『バカンスは命がけ♪ 2』
 

(……ちょっと、大胆すぎたかしら?)

 鏡の中に映る白いビキニ姿の少女の姿を、レオナは丹念に見返していた。彼女が今着ているのは、悩みに悩み抜き、何度もベンガーナデパートに足を運んだ末にやっと選んだ勝負水着だ。

 清楚な色合いとデザインの割には、実は表面積が非常に少ないその水着は、レオナにはよく似合っていた。大胆でいながら品の良さを感じさせるのは、レオナの持ち前の気品のなせる技か。

 普段は長く自然のまま垂らしている髪を邪魔にならないように編んで結い上げているので、いつもよりもちょっとばかり大人びた魅力を醸し出している。

 レオナがその水着を買う際には、店員もお世辞抜きで褒め称えていたし、試着に付き合わされたポップも、文句を言いつつも赤面し、ちょっぴり見とれていたのだから、この水着が自分に似合うのはレオナも自覚している。
 が、問題なのはそこではなかった。

(ふふっ、ダイ君、気に入ってくれるかしら……?)

 名前も知らない店員やポップがいくら似合うといってくれようが、見とれてくれようが、たいして意味はない。レオナがこの水着を見てもらいたいと思う相手は、ただ一人。

 ダイが似合うと言ってくれなければ、レオナにとっては意味はないのである。
 胸をドキドキさせながら髪の毛を弄ってみたり、ポーズを変えたりしていると、ドアをノックする音が聞こえた。

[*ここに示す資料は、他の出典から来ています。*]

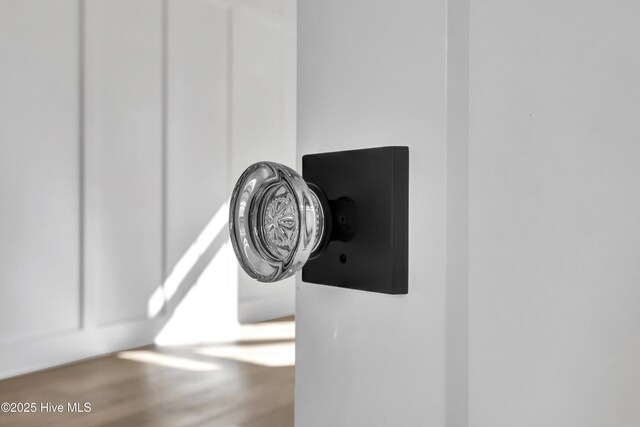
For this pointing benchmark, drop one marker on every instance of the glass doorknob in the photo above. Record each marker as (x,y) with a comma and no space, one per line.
(276,221)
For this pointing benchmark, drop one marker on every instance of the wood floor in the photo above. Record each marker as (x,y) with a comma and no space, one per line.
(245,383)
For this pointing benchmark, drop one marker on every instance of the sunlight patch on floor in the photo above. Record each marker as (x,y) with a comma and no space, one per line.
(170,361)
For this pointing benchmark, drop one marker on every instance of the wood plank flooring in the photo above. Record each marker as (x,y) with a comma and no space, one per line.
(248,382)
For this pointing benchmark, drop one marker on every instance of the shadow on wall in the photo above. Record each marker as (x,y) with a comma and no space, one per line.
(198,300)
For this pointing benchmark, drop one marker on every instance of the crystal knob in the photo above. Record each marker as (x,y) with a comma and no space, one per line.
(276,221)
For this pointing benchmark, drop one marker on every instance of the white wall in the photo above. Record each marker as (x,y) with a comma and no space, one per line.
(372,73)
(117,122)
(523,304)
(554,287)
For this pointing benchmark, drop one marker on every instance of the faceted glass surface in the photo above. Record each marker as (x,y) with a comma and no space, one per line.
(275,221)
(280,222)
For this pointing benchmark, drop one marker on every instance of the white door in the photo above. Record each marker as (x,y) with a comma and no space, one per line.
(524,272)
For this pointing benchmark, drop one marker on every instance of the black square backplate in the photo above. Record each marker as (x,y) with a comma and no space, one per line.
(376,183)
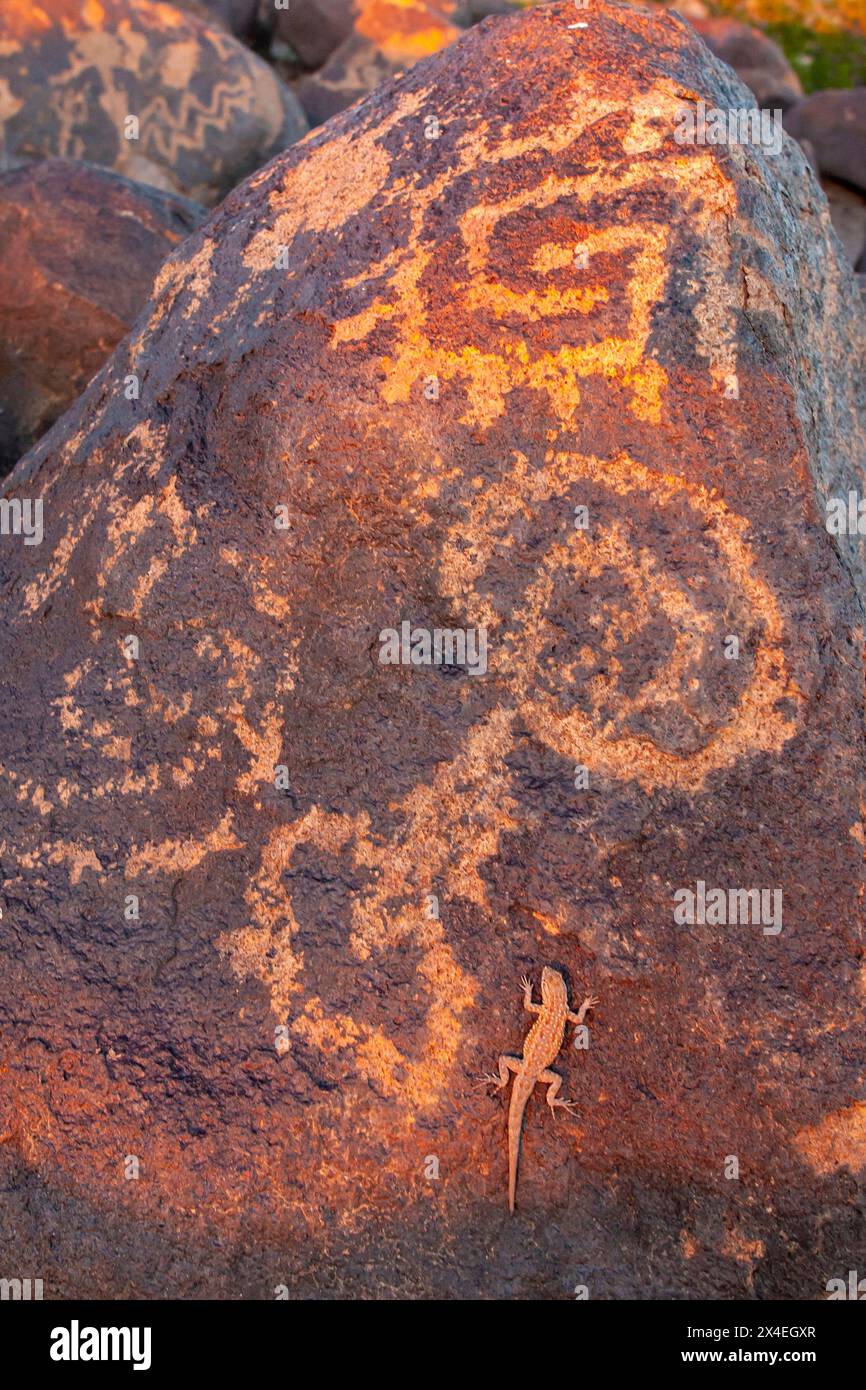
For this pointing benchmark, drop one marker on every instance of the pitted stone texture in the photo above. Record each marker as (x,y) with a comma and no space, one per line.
(78,252)
(431,352)
(209,110)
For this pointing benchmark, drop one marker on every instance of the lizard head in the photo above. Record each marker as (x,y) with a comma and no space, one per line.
(553,987)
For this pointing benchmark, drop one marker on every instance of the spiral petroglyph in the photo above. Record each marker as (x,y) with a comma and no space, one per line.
(342,865)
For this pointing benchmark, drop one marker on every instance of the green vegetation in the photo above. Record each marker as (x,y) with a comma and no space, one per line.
(822,60)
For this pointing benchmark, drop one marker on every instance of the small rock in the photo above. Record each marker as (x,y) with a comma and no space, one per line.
(388,41)
(834,123)
(848,216)
(316,28)
(78,252)
(755,59)
(75,79)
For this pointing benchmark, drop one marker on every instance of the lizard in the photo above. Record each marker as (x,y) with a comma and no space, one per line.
(540,1048)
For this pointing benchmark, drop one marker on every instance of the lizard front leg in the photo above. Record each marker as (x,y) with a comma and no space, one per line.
(526,984)
(553,1080)
(581,1014)
(506,1064)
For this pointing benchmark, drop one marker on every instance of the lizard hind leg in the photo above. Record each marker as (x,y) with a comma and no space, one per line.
(553,1080)
(506,1066)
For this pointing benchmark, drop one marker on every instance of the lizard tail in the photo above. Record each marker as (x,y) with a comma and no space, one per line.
(517,1107)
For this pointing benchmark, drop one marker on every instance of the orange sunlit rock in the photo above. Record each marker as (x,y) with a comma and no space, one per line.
(494,355)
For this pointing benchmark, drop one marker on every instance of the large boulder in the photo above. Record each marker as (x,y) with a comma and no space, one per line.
(492,355)
(145,89)
(78,252)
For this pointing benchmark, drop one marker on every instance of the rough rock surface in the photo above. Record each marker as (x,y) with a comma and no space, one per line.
(755,59)
(848,216)
(431,352)
(209,110)
(834,124)
(78,252)
(388,39)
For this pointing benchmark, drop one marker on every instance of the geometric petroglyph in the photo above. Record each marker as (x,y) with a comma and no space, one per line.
(452,826)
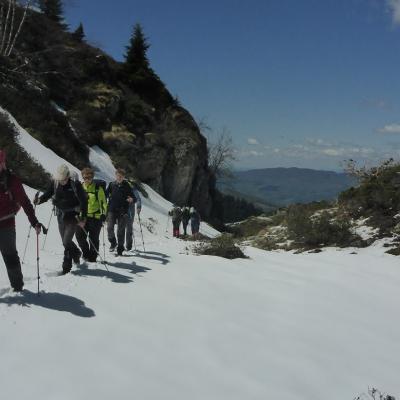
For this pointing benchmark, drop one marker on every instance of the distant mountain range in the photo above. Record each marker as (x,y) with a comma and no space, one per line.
(284,186)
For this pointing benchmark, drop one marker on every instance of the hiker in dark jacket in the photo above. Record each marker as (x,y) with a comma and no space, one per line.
(70,202)
(185,219)
(120,197)
(88,236)
(176,216)
(194,221)
(12,197)
(131,215)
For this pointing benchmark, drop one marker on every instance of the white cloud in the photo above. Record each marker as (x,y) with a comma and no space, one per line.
(252,141)
(394,6)
(256,153)
(392,128)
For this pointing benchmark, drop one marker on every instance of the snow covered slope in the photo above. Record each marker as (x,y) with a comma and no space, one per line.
(166,324)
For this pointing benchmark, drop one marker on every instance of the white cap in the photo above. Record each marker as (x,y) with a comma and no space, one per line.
(62,173)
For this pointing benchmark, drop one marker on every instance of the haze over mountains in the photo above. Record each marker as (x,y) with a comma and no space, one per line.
(284,186)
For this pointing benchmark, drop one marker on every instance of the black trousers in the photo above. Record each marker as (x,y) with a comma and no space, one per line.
(121,221)
(9,252)
(67,228)
(89,241)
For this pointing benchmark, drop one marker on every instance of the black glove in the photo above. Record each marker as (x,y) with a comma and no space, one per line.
(36,200)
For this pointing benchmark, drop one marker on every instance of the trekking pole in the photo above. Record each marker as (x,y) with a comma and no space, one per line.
(30,227)
(26,243)
(48,226)
(134,239)
(166,229)
(37,259)
(141,231)
(104,245)
(37,254)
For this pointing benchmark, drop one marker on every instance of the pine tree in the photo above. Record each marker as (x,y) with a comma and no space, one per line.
(79,33)
(52,9)
(136,57)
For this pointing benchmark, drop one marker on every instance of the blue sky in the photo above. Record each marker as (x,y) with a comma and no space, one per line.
(306,83)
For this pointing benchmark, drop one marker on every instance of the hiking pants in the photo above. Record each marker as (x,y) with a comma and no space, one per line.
(129,228)
(175,226)
(67,228)
(121,221)
(10,256)
(195,225)
(89,245)
(185,224)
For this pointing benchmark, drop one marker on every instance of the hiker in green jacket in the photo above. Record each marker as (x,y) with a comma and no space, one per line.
(88,236)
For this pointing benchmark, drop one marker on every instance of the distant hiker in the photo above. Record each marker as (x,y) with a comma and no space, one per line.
(12,197)
(185,219)
(88,236)
(120,197)
(176,216)
(194,221)
(70,201)
(131,214)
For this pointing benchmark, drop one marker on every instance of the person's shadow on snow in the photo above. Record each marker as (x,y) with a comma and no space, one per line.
(152,255)
(131,267)
(52,301)
(102,273)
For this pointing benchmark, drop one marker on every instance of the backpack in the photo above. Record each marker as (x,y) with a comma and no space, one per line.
(73,179)
(98,184)
(111,186)
(7,190)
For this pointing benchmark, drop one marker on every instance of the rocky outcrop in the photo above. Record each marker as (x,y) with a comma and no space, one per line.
(71,95)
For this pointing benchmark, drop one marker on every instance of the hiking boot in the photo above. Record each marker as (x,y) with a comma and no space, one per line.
(65,271)
(76,257)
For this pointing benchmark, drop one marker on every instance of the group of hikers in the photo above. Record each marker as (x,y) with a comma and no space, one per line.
(184,215)
(81,209)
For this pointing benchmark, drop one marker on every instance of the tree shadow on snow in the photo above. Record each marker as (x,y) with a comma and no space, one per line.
(52,301)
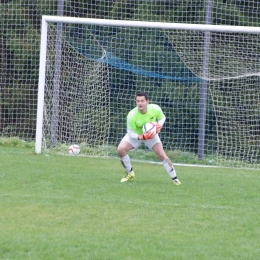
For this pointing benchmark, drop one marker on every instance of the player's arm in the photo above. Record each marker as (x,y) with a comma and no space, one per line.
(160,121)
(146,136)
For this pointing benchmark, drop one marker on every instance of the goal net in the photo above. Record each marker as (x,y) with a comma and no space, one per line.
(205,78)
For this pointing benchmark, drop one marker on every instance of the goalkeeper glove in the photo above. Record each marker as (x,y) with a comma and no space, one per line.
(158,128)
(147,136)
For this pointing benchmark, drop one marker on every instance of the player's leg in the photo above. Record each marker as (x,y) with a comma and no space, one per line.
(167,164)
(123,148)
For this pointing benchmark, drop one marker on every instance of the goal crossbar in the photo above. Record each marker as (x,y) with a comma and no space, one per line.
(117,23)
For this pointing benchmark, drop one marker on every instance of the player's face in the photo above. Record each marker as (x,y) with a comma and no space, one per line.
(142,103)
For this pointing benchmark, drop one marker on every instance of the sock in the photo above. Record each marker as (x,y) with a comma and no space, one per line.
(168,166)
(126,163)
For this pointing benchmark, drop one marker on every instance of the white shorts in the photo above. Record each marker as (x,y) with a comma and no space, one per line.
(136,143)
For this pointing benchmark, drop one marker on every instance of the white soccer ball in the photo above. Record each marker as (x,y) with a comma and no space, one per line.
(74,149)
(149,127)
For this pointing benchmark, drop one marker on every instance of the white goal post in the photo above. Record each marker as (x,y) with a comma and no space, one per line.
(182,39)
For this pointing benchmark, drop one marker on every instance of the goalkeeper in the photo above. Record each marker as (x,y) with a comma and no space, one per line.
(137,117)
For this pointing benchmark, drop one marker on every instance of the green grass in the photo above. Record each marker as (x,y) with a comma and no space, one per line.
(63,207)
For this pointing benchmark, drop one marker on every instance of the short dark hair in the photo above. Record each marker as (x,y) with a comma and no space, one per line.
(142,94)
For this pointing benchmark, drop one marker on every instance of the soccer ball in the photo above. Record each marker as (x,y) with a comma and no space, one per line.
(74,149)
(149,127)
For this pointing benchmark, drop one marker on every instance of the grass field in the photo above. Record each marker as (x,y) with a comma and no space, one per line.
(62,207)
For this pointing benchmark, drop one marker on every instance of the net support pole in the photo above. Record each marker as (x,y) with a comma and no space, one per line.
(41,84)
(56,88)
(204,84)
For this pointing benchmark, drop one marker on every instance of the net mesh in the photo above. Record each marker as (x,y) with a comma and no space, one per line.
(168,65)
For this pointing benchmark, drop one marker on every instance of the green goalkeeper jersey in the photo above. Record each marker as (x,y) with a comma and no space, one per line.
(136,120)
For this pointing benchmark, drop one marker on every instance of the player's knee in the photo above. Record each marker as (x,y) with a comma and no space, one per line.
(161,156)
(121,150)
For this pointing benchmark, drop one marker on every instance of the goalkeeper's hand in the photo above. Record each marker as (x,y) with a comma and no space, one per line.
(158,128)
(147,136)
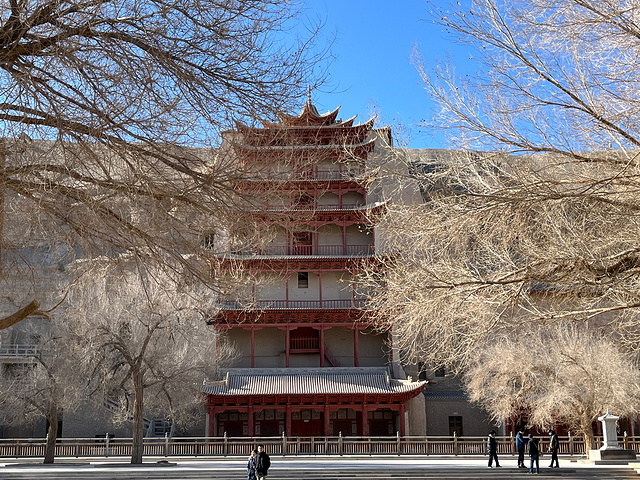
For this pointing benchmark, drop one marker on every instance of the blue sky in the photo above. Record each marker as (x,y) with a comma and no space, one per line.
(372,70)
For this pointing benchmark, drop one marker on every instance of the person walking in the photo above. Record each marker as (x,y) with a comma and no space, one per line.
(534,453)
(251,465)
(554,446)
(262,462)
(492,449)
(521,444)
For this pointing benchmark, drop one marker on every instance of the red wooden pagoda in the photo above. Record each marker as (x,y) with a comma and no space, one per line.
(311,364)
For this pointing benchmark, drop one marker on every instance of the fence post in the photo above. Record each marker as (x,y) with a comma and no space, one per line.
(166,444)
(455,443)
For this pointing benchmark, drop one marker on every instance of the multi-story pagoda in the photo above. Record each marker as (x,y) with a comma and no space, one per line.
(310,362)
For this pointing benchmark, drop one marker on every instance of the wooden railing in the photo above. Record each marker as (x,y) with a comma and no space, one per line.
(286,304)
(330,250)
(282,445)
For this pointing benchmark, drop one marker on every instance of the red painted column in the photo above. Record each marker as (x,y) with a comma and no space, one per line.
(251,422)
(327,422)
(365,420)
(253,347)
(344,238)
(356,349)
(212,422)
(287,421)
(322,345)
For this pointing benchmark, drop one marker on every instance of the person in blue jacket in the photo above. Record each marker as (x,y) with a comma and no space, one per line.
(251,466)
(492,448)
(521,444)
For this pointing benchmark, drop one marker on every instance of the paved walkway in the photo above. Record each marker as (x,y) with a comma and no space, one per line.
(307,468)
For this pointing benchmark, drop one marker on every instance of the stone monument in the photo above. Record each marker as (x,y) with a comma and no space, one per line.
(611,452)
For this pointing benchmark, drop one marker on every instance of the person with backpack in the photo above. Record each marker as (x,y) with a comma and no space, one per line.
(492,449)
(262,463)
(521,444)
(534,453)
(251,466)
(554,446)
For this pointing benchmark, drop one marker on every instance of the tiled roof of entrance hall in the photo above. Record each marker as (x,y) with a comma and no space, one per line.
(310,381)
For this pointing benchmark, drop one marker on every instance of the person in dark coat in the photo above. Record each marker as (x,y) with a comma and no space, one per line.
(534,453)
(554,446)
(262,462)
(251,465)
(521,444)
(492,448)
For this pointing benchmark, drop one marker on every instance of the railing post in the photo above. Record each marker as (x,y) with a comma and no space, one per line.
(455,443)
(166,444)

「レオナ、まだ着替えが終わらないの? もう、みんな、下船しちゃったわよ」

 そう呼びかけてきたのは、マァムだった。

「あら、もうそんな時間だったの? ごめんなさい、今行くわ」

 もうじき島に着くと聞いて、その前に水着に着替えておこうと思っていたのに、どうやら思っていたよりも時間がかかってしまったらしい。ドアを開けると、そこにはすでにマァムとメルルしかいなかった。
 その姿を見て、レオナは心から満足する。

「まあ、二人ともよく似合うじゃない!」

 マァムが着ているのは、赤みがかったピンク色をベースにしたスポーティなビキニだ。飾り気のないさっぱりとしたデザインは、彼女の豊満なボディラインをかえって引き立てている。
 髪が泳ぎの邪魔になることを見越してか、いつものように武闘家風にまとめ上げた髪型のマァムにはキリッとした魅力があった。

 そして、マァムの後ろに半ば隠れるようにしてもじもじしているのは、メルルだった。

 メルルの水着は、柔らかな朱色のワンピース姿だ。グラデーションの入った朱色は、夕焼けのように美しく彼女の黒髪によく似合っている。腰の辺りにスカートのようにひらひらとした飾りのついたその水着は泳ぎには少しばかり不向きかも知れないが、非常に愛らしく彼女の初々しさを引き立てている。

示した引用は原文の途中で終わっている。